Une première en Europe, mais pas dans le monde

  • « C’est la première fois qu’un pays européen évoque la délocalisation à l’extérieur du territoire européen le traitement d’une demande d’asile », souligne la présidente de l'ADDE Flor Tercero. 
  • Mais le Royaume-Uni n’est pas le premier pays du monde à mettre en place un tel procédé. 
  • Depuis 2013, les demandeurs d’asile en Australie étaient placés en détention sur l’île de Manus, en Papouasie-Nouvelle-Guinée. 
  • En 2019, l’île a cessé d’accueillir des réfugiés car de nombreux détenus se sont suicidés par immolation, mais certains d’entre eux étaient toujours retenus à Port Moresby, la capitale du pays. 
  • En octobre 2021, les gouvernements australiens et Papouasie ont annoncé l’abrogation de cet accord. 
  • Cela ne signifie pas que cette politique est abandonnée : l’Australie a pérennisé en septembre 2021 un accord similaire avec le micro-État de Nauru. 
(Re)lire : Australie : les réfugiés persona non grata ?

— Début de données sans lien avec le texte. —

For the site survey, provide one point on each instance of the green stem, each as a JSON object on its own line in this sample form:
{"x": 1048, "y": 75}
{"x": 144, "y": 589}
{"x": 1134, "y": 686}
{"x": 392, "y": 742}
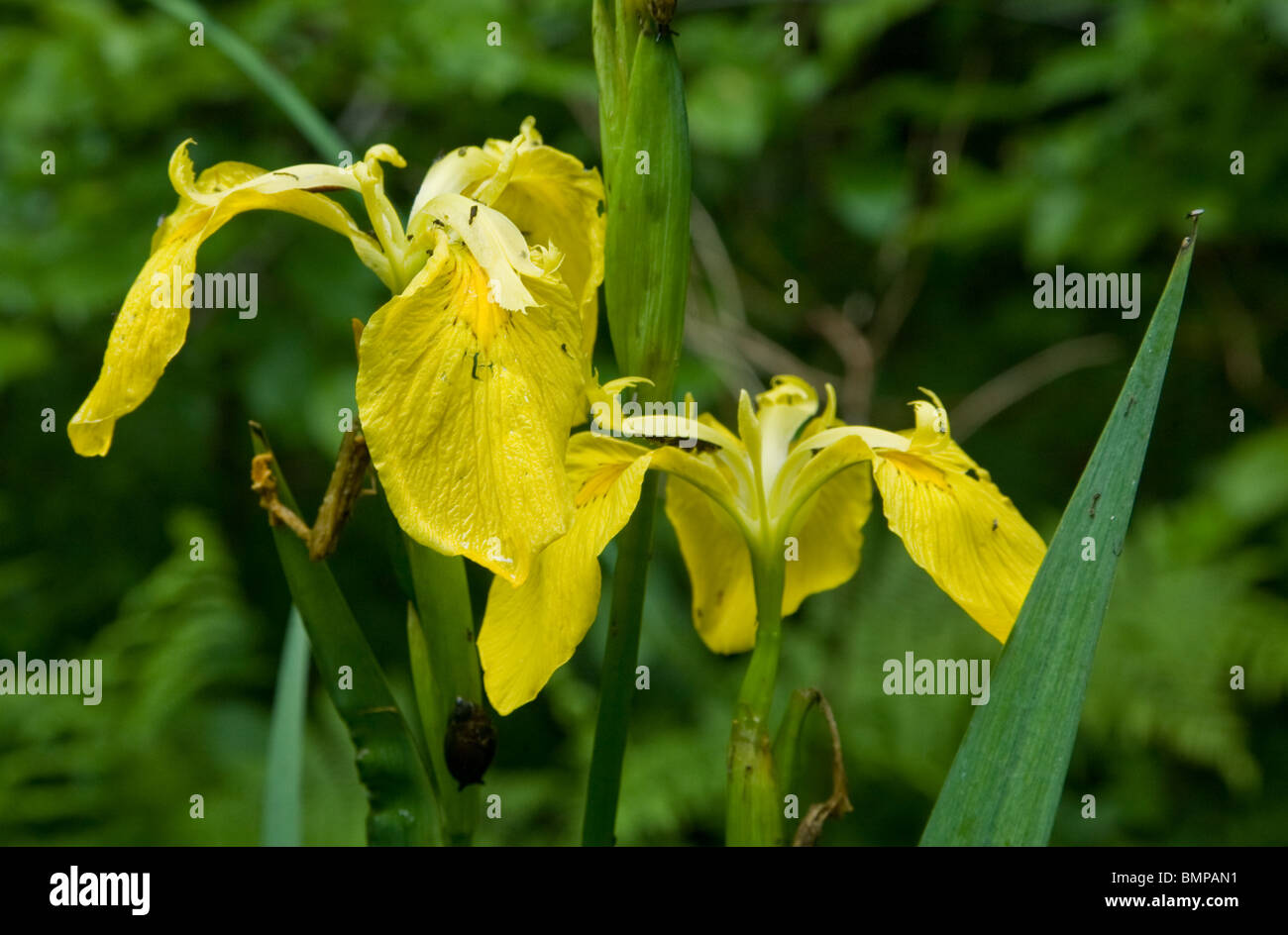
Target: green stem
{"x": 617, "y": 684}
{"x": 447, "y": 626}
{"x": 275, "y": 86}
{"x": 754, "y": 814}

Cependant, l’avocate appuie sur l’interprétation subtile qui peut être faite de ce concept. « Le refoulement consiste à ne pas accepter les personnes en situation irrégulière arrivant dans le pays, à les renvoyer et à ne pas s’occuper de leur demande d’asile. »
Mais ce n’est pas ce que prévoit l’accord entre les deux pays. « Là, soit-disant, le Royaume-Uni va s’occuper de la demande d’asile des personnes qu’elle va renvoyer au Rwanda », explique la présidente de l’ADDE. « Cela lui permettrait de dire qu’il ne s’agit pas d’un refoulement, mais d’un traitement à distance d’une demande d’asile », conclut-elle. 

« Qui va surveiller la protection de la défense de ces personnes-là ? »

Le 1er février 2020, le Royaume-Uni est sorti de l’Union européenne. Cependant, « les Britanniques ne se sont pas retirés du Conseil de l’Europe », rappelle Flor Tererco. En effet, le Conseil de l’Europe, une organisation internationale rassemblant ses 46 États-membres avec des normes juridiques autour de la protection des droits de l’homme, n’est pas un organe de l’UE.
Pour Aurélien Antoine, « il y a peut-être un problème avec la Cour européenne des droits de l’homme (CEDH) » avec l’accord entre le Royaume-Uni et le Rwanda. 

Ce qui est très préoccupant dans cette perspective de traitement des demandes d’asile hors du territoire, c’est la protection des droits à la défense des demandeurs d’asile.Flor Tercero, présidente de l'ADDE

« On peut penser que même un renvoi au Rwanda peut poser un problème au niveau des droits dont peut bénéficier un individu sur le sol britannique », détaille le professeur de droit public.
Flor Tercero partage cette crainte. « Ce qui est très préoccupant dans cette perspective de traitement des demandes d’asile hors du territoire, c’est la protection des droits à la défense des demandeurs d’asile. »
Dans ce mode de fonctionnement, les demandeurs d’asile sont placés dans des hotspots, avec des officiers de protection du pays en question pour examiner leurs demandes, les accepter ou non. Elle demande : « Quand on sait comme il est difficile de faire valoir sa demande de protection dans des pays comme la France ou ailleurs dans l’Union européenne sur place, avec un taux de protection qui est parfois très bas, qu’est-ce que ça va être ailleurs ? »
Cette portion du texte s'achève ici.